The 1880 census for James Frederick Barber's family is multi-generation. Grandfather Matthew is 65, and his second wife Rhoda is 61. Oldest unmarried son, Ellery is 34. He marries Fannie Emeline HALL (yes, a Hall) in 1888 after his father dies. 

Brother Charles is 23 and the youngest child of Matthew and Rhoda is 20 and listed as Matthew S. Barber. (We call him Junior.)

There is a Benjamin Barber listed at 23 as a son is not found in any other census and I suspect is a nephew. He's not buried in River Bend that I can find or is listed in the River Bend Cemetery Book.

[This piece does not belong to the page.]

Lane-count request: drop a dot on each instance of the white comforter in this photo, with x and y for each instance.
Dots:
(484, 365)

Daughter Agnes has married her (first) husband Stanton Thompson and they live in the household with their 7 year old daughter Grace. Daughter Phebe Eliza is also living with them with her husband Benjamin Maryott and their two children Eliza (5) and Lewis (3). It is a full house as you can imagine.

The 1885 Rhode Island census lists each member of a household separately. Young children are not always enumerated. But, I am sure that James Frederick Barber is never part of his father's extended household again.

He's listed as Frederick, in the 1885 Rhode Island census and I would not be surprised if he is still living with Capt. Palmer Hall.

More research needs to be done but at least I have a better understanding and feeling about him living in Capt. Palmer Hall's spacious home!

A reader suggested that he may have been an assistant to Capt. Hall working the animals, tending the boats and keeping the grounds. Maybe he even cut Capt. Hall's hair?